Whatever happens there will always be two key entities – the authors who create and the readers who consume and pays. The gap between them is now narrowing.
Music, film, TV, newsprint have all see intermediaries hang on, but in all the landscape has changed around them and the reality is that they have had to adapt to the fact that their world’s no longer revolve around them. In the late sixties, George Martin claimed that the album was the menu and the concert was the meal. How little he probably realised that he was predicting the music industry 50 years into the future. There will always be those artists who need a support system and are happy to just be artists, but there is now a growing band of artists who want to control their own brand and make their own decisions. Evolution is happening.
Digital technology and network communications start to create a level playing field and one which many authors can do more, control more, earn more and importantly get closer to their readers. It may not be for all but it will be for an increasing number of authors of all levels.
In the world of print, few authors could afford the money, time and effort to support the publishing process. Publishers were manufacturers offering editing, cover design, marketing support, accounting and reward in the form of royalties. However, they often outsourced much of the back end distribution to others, merely retaining the ‘creative’, sales and marketing control and also the rights management.
Physical books still dominate and authors still find they needed the publisher’s clout and resellers and fulfilment agent’s infrastructure in this channel. Self publishing has to date been in the hands of aspiring authors and has been looked down on by many as the great unwanted slush pile. However, digital has the potential to turn publishing on its head. The charts will still matter to those whose model demands high volume but will matter less to those who seek different goals and have a different model. Tomorrow’s self publishing could become tomorrow’s reading list.

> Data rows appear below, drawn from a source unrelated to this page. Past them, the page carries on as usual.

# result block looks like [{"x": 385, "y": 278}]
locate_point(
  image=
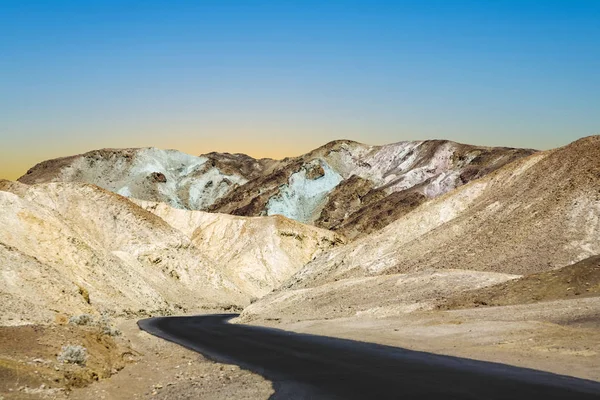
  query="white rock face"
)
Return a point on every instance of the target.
[
  {"x": 59, "y": 241},
  {"x": 505, "y": 222},
  {"x": 236, "y": 183},
  {"x": 179, "y": 179},
  {"x": 303, "y": 198},
  {"x": 256, "y": 253}
]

We have seen authors such J.A. Konrath and Seth Godin and estates such as Ian Fleming and even agents of lucrative back lists start to take control of their rights, self publish or control their own publishing and sign up with better economic models that offer them more reward. Why shouldn’t an author start to collect 70% of the sale price, compared with the current model’s offer of figures often less than 80% of that? Once an author takes control of their back list, what stops them doing it to their front list? The publisher’s fixation on new titles may well become their Achilles’ heel.

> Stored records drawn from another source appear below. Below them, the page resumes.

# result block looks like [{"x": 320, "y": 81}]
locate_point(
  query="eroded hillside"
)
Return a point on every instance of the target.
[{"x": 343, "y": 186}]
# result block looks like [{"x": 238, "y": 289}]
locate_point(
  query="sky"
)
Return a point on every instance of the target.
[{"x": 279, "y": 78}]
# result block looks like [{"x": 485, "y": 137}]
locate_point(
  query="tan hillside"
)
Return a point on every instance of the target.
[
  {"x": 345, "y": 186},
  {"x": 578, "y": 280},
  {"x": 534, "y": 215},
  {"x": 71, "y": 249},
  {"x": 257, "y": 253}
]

We have seen creative authors such as Kate Pullinger and Michael c Milligan, who change how and what they create and develop their novels and even use a collaborative creation approach. If publisher’s eat took control of such creative processes would we face new and complex questions as to exactly what rights belong to whom?
Amazon's Digital Text Platform and Barnes & Noble’s PubIt are examples of platforms that now let authors sell their works through major digital bookstores. The author can receive anywhere between 50 and 70% of the sale price.
Digital books are still only a small fraction of the market but by positioning themselves now authors may find a freedom that will not be available under a tethered contract in which the publisher demands both physical and digital rights.
Neil De Young, executive director of Hachette Book Group's digital division is quoted in the LA Times, Book publishers see their role as gatekeepers shrink,‘We continue to be the venture capitalist for authors, helping them to distribute their works as widely as possible. Now we do that digitally as well as physically.’ Some businesses need venture capital, some don’t and many want to only use it for a specific period and not for life. Authors are no different and publishers may wish to reappraise how they see their relationships if they want their books not to be viewed as commodities and themselves as mere gamblers.
Social networking has only just started to influence the book world but if it were to replace what some see as the manufactured bestsellers that often exists today and create social demand and connection with titles this could remove yet another layer of support provided today.
The Internet is opening up new ways for writers to connect with readers and potentially redefine the relationships that exist today. The big question is who will add the value to stay as an intermediary, or will the authors simply bypass them all and connect direct with their readers?